Friday: Further Study: Christ, Our High Priest

Further Study: “The Atonement, Part II—High-Priestly Application of Atoning future_studySacrifice,” pp. 680–692, in Appendix C of The SDA Bible Commentary, vol. 7A.

“Step away from Satan’s voice and from acting his will, and stand by the side of Jesus, possessing his attributes, the possessor of keen and tender sensibilities, who can make the cause of afflicted, suffering ones his own. The man who has had much forgiven will love much. Jesus is a compassionate intercessor, a merciful and faithful high priest. He, the Majesty of heaven–the King of glory—can look upon finite man, subject to the temptations of Satan, knowing that he has felt the power of Satan’s wiles.”—Ellen G. White, Christian Education, p. 160.

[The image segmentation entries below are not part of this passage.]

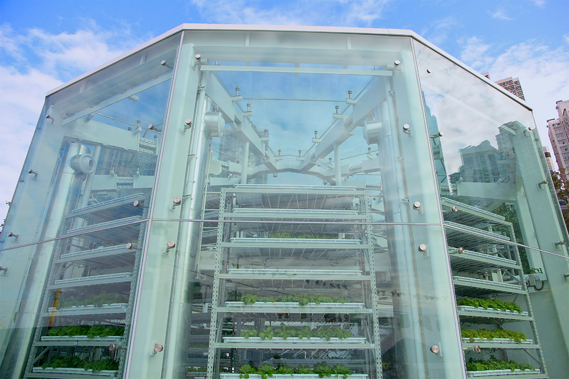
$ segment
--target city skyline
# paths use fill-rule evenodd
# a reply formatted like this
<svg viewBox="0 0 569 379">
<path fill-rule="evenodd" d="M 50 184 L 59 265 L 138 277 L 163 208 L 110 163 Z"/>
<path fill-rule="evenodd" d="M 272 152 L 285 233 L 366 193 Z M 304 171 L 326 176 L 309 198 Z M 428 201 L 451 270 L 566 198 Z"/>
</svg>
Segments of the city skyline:
<svg viewBox="0 0 569 379">
<path fill-rule="evenodd" d="M 183 23 L 411 30 L 479 71 L 523 84 L 543 144 L 551 104 L 569 98 L 563 1 L 15 2 L 0 3 L 0 219 L 46 93 Z M 533 27 L 519 28 L 519 24 Z"/>
</svg>

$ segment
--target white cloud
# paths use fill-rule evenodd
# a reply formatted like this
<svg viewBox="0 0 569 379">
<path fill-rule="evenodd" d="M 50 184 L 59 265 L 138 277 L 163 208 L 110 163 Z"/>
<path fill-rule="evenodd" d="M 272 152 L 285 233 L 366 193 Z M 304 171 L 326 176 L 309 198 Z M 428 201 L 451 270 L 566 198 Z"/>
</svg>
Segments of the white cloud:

“The conscience can be freed from condemnation. Through faith in His blood, all may be made perfect in Christ Jesus. Thank God that we are not dealing with impossibilities. We may claim sanctification. We may enjoy the favor of God. We are not to be anxious about what Christ and God think of us, but about what God thinks of Christ, our Substitute.”—Ellen G. White, Selected Messages, book 2, pp. 32, 33.

Discussion Questions:

  • Read Hebrews 2:17. Why was it necessary for Jesus to become human and to suffer before He could become our High Priest?
  • Dwell on the final Ellen G. White quote listed above. Look especially at the line: “We are not to be anxious about what Christ and God think of us, but about what God thinks of Christ, our Substitute.” How does this help us to understand what comes before, when she talks about being “made perfect in Christ Jesus”?
  • Our High Priest, Jesus Christ, is the Surety of our salvation, and He administers the effects and benefits of His sacrifice and blood. With Him on our side, we have nothing to fear. How can we take these wonderful truths, so powerfully expressed in the book of Hebrews, and apply them to ourselves, especially at times of great temptation?
  • The book of Hebrews is very clear that Jesus’ once-and-for-all sacrifice was all that was needed for dealing with sin. What should that tell us about any religious practice that claims to repeat this practice as a necessity for the forgiveness of sins?